Tumor-educated myeloid cells (TEMCs) include many subtypes of innate immune cells that promote tumor progression, both directly by augmenting angiogenesis and metastasis and indirectly by suppressing antitumor immunity. Studies of these cells have been hampered by their intrinsic plasticity and the difficulty of recreating the tumor microenvironment in vitro. RNA interference (RNAi) techniques have the potential to modulate TEMC processes in vivo, but currently available procedures to deliver RNAi to these cells have numerous limitations. Zilio et al. (p. 4166) aimed to overcome many of these limitations through development of a nanoparticle, 4PD, that could efficiently target TEMCs in vivo. To accomplish this, a peptide targeting IL-4Rα, which is upregulated on myeloid cells following tumor exposure, was conjugated to fifth generation polyamidoamine dendrimers, and the resultant 4PD particles were confirmed to recognize myeloid-derived suppressor cells (MDSCs) and macrophages in tumors. The 4PD dendrimers were conjugated to the amphipathic molecule cardiolipin to reduce their immunogenicity and to short hairpin RNA (shRNA) targeting STAT3 or C/EBPβ. Treatment of tumor-bearing mice with the 4PD particles loaded with STAT3-specific shRNA reduced STAT3 expression in MDSCs and impaired their suppressive activity, confirming the utility of this system to deliver functional shRNA. Transfection could also be tracked in vivo by loading the 4PD/shRNA complexes with brUTP, allowing the fate of transfected cells to be monitored.
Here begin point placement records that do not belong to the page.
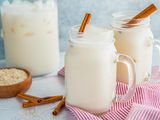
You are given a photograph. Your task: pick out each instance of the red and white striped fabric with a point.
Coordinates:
(145, 104)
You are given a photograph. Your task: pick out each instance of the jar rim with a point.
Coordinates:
(73, 40)
(120, 20)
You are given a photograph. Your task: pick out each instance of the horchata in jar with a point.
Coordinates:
(136, 40)
(90, 69)
(30, 31)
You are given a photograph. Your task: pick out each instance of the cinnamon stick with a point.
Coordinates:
(28, 97)
(86, 20)
(44, 101)
(59, 107)
(143, 14)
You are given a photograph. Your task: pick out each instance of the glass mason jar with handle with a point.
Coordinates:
(30, 31)
(90, 70)
(135, 40)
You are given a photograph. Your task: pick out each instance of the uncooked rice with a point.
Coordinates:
(11, 76)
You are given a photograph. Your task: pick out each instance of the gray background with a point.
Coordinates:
(71, 12)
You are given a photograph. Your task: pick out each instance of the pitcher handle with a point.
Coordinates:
(131, 77)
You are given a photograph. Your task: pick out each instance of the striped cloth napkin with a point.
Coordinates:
(145, 104)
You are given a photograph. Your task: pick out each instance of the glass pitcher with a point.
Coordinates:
(135, 40)
(30, 31)
(90, 71)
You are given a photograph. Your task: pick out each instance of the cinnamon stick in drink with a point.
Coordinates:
(59, 107)
(86, 20)
(143, 14)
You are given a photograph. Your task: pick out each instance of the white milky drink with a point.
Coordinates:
(135, 41)
(90, 69)
(31, 35)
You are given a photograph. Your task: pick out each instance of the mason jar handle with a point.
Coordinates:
(157, 45)
(131, 77)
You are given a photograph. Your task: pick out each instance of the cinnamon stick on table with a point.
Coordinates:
(42, 102)
(59, 107)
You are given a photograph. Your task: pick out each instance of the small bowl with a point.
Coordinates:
(12, 90)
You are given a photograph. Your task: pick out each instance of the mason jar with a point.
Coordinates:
(90, 70)
(136, 40)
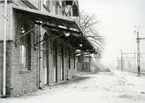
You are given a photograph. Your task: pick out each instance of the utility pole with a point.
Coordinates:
(121, 61)
(138, 50)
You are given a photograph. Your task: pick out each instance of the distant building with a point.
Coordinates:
(42, 39)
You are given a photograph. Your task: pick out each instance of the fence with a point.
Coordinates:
(129, 61)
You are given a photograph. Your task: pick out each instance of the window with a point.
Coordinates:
(69, 58)
(25, 49)
(74, 60)
(75, 10)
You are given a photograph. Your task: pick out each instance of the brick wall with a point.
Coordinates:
(8, 66)
(23, 80)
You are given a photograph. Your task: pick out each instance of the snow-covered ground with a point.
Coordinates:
(116, 87)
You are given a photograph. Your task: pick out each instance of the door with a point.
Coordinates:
(55, 60)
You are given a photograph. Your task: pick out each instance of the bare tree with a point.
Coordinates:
(89, 26)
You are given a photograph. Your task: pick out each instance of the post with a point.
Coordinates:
(121, 61)
(4, 49)
(138, 53)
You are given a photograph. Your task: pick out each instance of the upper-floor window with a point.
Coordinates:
(46, 4)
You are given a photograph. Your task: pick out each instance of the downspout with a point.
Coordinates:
(4, 49)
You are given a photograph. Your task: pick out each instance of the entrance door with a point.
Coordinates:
(55, 60)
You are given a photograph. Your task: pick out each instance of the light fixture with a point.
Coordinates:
(67, 34)
(22, 30)
(81, 45)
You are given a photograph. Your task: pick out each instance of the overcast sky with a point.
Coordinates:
(117, 19)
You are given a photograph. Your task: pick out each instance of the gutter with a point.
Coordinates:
(4, 51)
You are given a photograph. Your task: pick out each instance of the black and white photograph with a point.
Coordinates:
(72, 51)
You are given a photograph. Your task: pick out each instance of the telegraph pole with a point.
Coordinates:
(121, 61)
(4, 49)
(138, 52)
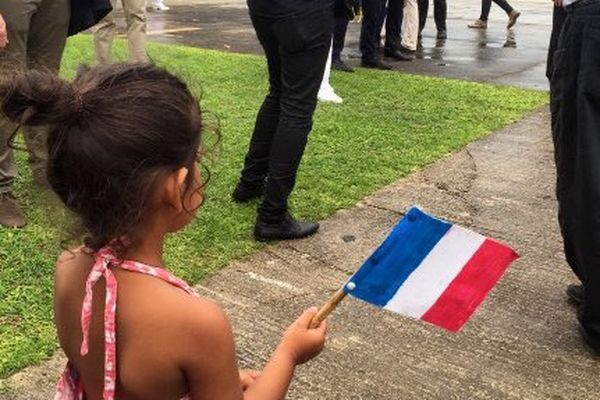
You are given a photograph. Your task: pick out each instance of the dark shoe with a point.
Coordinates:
(339, 65)
(575, 293)
(10, 213)
(592, 344)
(399, 54)
(478, 24)
(243, 193)
(287, 229)
(512, 18)
(376, 64)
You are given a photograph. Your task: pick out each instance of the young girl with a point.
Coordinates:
(123, 157)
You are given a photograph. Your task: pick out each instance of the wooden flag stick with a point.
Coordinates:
(327, 308)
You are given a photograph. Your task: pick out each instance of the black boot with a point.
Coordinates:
(286, 229)
(243, 193)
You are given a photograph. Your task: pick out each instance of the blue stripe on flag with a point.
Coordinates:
(399, 255)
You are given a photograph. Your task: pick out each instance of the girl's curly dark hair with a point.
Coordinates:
(114, 131)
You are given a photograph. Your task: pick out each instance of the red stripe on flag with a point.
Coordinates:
(468, 289)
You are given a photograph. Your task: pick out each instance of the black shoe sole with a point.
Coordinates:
(274, 235)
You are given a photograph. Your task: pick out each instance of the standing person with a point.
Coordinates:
(370, 34)
(486, 5)
(104, 32)
(326, 92)
(131, 132)
(343, 13)
(396, 47)
(558, 19)
(296, 37)
(439, 15)
(574, 94)
(32, 35)
(401, 30)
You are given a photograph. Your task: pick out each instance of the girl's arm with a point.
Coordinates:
(213, 374)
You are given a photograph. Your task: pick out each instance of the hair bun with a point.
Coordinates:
(38, 98)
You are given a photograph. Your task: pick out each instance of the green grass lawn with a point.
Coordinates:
(389, 125)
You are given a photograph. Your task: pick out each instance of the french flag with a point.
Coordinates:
(431, 270)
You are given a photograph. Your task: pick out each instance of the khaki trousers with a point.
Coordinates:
(105, 30)
(410, 25)
(37, 33)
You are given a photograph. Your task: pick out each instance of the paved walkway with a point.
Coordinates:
(515, 57)
(522, 344)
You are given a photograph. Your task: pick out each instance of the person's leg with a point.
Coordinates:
(339, 36)
(17, 15)
(393, 25)
(370, 31)
(440, 12)
(503, 4)
(256, 163)
(326, 91)
(423, 11)
(304, 45)
(558, 18)
(104, 33)
(486, 6)
(575, 130)
(410, 26)
(46, 43)
(135, 15)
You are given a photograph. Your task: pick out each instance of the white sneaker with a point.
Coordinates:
(328, 95)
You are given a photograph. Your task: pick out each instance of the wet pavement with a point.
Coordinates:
(497, 55)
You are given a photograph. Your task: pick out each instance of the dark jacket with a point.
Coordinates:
(87, 13)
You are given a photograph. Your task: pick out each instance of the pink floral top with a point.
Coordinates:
(69, 385)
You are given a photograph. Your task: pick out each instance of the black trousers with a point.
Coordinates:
(296, 48)
(575, 106)
(440, 11)
(374, 13)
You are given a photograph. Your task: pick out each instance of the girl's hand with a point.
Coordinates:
(301, 342)
(247, 377)
(3, 34)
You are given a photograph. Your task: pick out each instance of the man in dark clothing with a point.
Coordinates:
(575, 106)
(296, 36)
(439, 16)
(375, 12)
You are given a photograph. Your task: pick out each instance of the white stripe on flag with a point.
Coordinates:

Both STAT3 and C/EBPβ could be targeted at once, and this treatment could augment the polarization of M1-type macrophages in tumors, increase the numbers of tumor-reactive T cells, and delay tumor growth. Further analysis using the microRNA miR142-3p revealed that 4PD particles could also be used to supply functional microRNA to tumor-associated myeloid cells, and miR142-3p delivery could synergize with adoptive cell therapy to inhibit tumor progression. This system shows promise for in vivo analysis of genes and microRNAs in TEMCs through specific targeting, which should advance the study of these cells and their involvement in tumor progression.

The response gene to complement (RGC)-32 can stimulate or suppress cell division, depending on the cell type and the environment in which it is expressed. RGC-32 is induced by TGF-β in cells including fibroblasts and astrocytes, and its expression is upregulated in the brains of patients with multiple sclerosis (MS). Because Th17 cell responses are promoted by TGF-β and play a proinflammatory role in autoimmune diseases such as MS, Rus et al. (p. 3869) investigated the potential involvement of RGC-32 in Th17 differentiation and in the experimental autoimmune encephalomyelitis (EAE) model of MS. RGC-32 was upregulated by TGF-β in mouse CD4+ T cells and was expressed at a higher level in Th17 cells than in other CD4+ T cell subtypes. Analysis of CD4+ T cells from RGC-32−/− mice indicated that this molecule was important for the differentiation of Th17, but not Th1, Th2, or regulatory T cells. Although previous data demonstrated increases in IL-2 production and proliferation by RGC-32−/− CD4+ T cells under Th0 conditions, these effects were not seen under Th17 conditions and did not seem to contribute to the observed defect in Th17 polarization. Instead, RGC-32 deficiency appeared to impair Th17 differentiation at the priming stage by inhibiting multiple pathways, resulting in impaired activation of transcription factors including SMAD2, BATF, IRF4, and RORγt. In an EAE model, RGC-32−/− mice developed significantly less severe disease than wild-type mice through a T cell-intrinsic mechanism, and this reduced disease was associated with reductions in the CNS of CD4+IL-17+ T cells and, surprisingly, CD4+GM-CSF+ T cells. This study defines an important role for RGC-32 in Th17 differentiation and suggests that it could serve as a therapeutic target for Th17-mediated autoimmune diseases.